The weather the next morning was typical Cymraeg and the race start was postponed for two hours until the gale force winds settled down. Potential parkrun tourism when out of the window and instead we gathered in a field at the end of Lake Padarn while the heavens gave their best. It was a good way to verify that my water repellant jacket is definitely not waterproof and those stood by the side of the lake in wetsuits were definitely the most appropriately dressed. Never-the-less they eventually got into the lake to commence laps and we went off to hunt for breakfast.
It was a long and very inspirations couple of days. It’s rather humbling to be around people so dedicated to a sporting goal, they were willing to keep going without a proper break for 42 hours to achieve it.
For us, it was an excuse to be outdoors for significant periods of time. There was one wonderful moment when G and I were accompanying M on one of his night bike loops. We were in the van and leapfrogging him to make sure we were close by, in case he needed assistance. The pauses while we waited for him to come along gave us a chance to appreciate the darkness and quiet of rural Wales. The stars were glowing, bright and clear and uninterrupted by pollution. Bursts of them across the night sky. It was a unequivocal reminder of how small and unimportant we really are.
Because Coach Jon had anticipated a few days of recovery after the event, we returned home on Sunday with nothing scheduled in the diary. As it was, the recovery was very welcome.
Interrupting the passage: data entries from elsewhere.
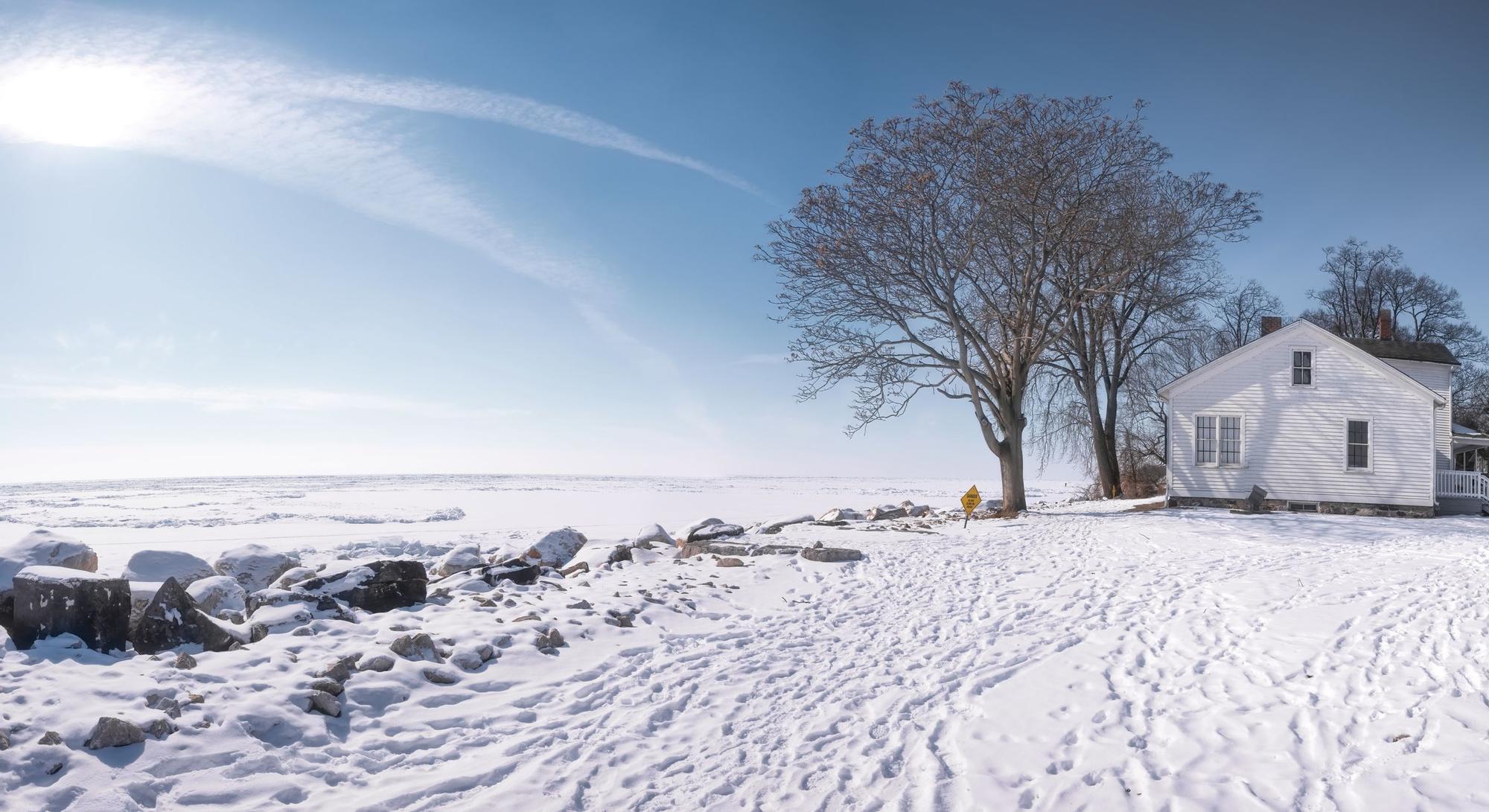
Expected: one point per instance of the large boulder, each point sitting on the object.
(556, 549)
(220, 595)
(516, 572)
(44, 548)
(715, 531)
(172, 619)
(771, 528)
(459, 560)
(56, 600)
(654, 536)
(373, 585)
(157, 566)
(114, 732)
(255, 566)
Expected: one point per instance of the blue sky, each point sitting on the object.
(488, 237)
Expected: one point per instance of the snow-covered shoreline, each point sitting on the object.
(1080, 656)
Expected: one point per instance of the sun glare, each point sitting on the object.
(80, 104)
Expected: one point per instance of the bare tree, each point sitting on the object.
(940, 260)
(1153, 262)
(1240, 311)
(1357, 287)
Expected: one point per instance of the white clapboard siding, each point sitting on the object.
(1441, 380)
(1295, 436)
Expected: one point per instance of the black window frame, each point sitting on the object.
(1302, 368)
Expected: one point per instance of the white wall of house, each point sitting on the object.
(1441, 380)
(1295, 436)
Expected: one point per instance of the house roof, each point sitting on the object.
(1408, 350)
(1289, 333)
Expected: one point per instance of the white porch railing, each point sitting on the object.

G and I headed out on a gentle, undulating run along the South West coast path on Monday.
We picked up the coaching again later in the week with a recovery spin and conditioning work before heading into Saturday and the long run.
This week the legs felt much stronger and I had a good half hour warm up before heding back to the start of the parkrun at Woolacombe for another round of Nicky v ‘the beach’. We were back to tide out and softish sand although I did take advantage of some very good firm spots on the beach. I managed to equal my course PB and came away feeling satisfied that there is progress being made.
The euphoria didn’t last long, as a little while later I managed to catch my toe on a piece of furniture and break it. Ouch!
Fortunately it wasn’t an important toe and we managed to head out to Dartmoor on the Sunday for a long ride. I opted to ride clipped in to take pressure away from the toe, which made for an exciting ride – especially down unmade rocky paths with Strava segments called ‘The Widowmaker’. But it was a really good opportunity to explore the area and we found some really good cycle routes to explore. Including a dedicated track along a disused railway line that used to serve the (now disused) tin mines in the area.